Identifying Unaligned Utterances
Under some circumstances, forced alignment can fail to produce alignments for some utterances; i.e. the utterance has no phone annotations created, the words are not aligned, and no htk annotation is created. This can happen because of the following factors:
- Not enough data (if you’re using the ‘train-and-align’ approach)
- Poor quality recording, background noises, etc.
- Simultaneous speech (ignored by default)
- Inaccurate transcripts
- Inaccurate utterance alignment
- Lack of pause marking in the transcripts
- Mismatched phonology between dictionary and speech
e.g. using a rhotic dictionary to align non-rhotic speech
You can identify the utterances for which alignment has failed using LaBB-CAT’s search and export functionality:
- Click search and select the speaker(s) you aligned.

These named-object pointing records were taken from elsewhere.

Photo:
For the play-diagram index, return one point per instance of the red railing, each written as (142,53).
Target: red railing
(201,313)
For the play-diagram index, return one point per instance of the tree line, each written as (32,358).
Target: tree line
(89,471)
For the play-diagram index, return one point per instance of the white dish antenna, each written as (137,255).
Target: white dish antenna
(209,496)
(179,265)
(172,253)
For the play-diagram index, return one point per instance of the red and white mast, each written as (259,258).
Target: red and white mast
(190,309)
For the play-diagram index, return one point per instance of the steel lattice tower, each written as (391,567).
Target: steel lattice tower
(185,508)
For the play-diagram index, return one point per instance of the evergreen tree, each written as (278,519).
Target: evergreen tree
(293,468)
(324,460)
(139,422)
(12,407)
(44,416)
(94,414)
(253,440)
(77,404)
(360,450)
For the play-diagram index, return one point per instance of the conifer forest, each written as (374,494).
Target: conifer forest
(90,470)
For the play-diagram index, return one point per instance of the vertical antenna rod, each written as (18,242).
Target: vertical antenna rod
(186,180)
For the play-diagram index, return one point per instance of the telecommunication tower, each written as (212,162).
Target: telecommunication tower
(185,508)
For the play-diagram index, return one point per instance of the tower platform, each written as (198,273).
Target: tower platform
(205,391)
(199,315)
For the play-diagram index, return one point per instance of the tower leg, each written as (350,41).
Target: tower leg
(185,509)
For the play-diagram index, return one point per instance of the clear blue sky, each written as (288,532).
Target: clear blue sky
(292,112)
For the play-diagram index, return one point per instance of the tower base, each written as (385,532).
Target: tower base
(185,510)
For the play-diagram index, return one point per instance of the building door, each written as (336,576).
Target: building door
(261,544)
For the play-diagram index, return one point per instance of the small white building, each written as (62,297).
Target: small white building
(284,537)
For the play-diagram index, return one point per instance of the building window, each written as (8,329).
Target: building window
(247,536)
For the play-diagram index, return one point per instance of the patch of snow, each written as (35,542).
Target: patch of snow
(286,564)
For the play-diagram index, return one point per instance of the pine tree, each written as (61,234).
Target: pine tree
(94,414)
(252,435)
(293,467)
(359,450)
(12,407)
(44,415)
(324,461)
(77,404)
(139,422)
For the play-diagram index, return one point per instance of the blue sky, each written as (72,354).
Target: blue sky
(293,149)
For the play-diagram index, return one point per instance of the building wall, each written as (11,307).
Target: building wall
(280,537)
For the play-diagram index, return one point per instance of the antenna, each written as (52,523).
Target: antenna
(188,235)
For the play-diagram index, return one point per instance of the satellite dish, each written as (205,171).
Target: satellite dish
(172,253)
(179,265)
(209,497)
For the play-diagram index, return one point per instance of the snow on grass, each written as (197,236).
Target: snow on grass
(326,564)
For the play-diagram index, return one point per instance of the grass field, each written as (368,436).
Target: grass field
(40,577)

- The search should be “the first word of each utterance that doesn’t have an htk annotation” - i.e.:
- orthography layer: matches
.+
- utterance layer: tick the left-hand checkbox that anchors the word to the beginning of the utterance
- htk1 layer: doesn’t match
.+
.
- orthography layer: matches
- When the results are listed, click CSV Export
The resulting file has the start and end time of each utterance in the Line and LineEnd columns. If you want to know the total duration of the unaligned utterances, use Excel or R to calculate the difference between LineEnd and Line to get the line duration, and then sum these durations to get the total, which is in seconds.
Footnotes
htk or whatever the phrase tag layer is in the forced alignment configuration↩︎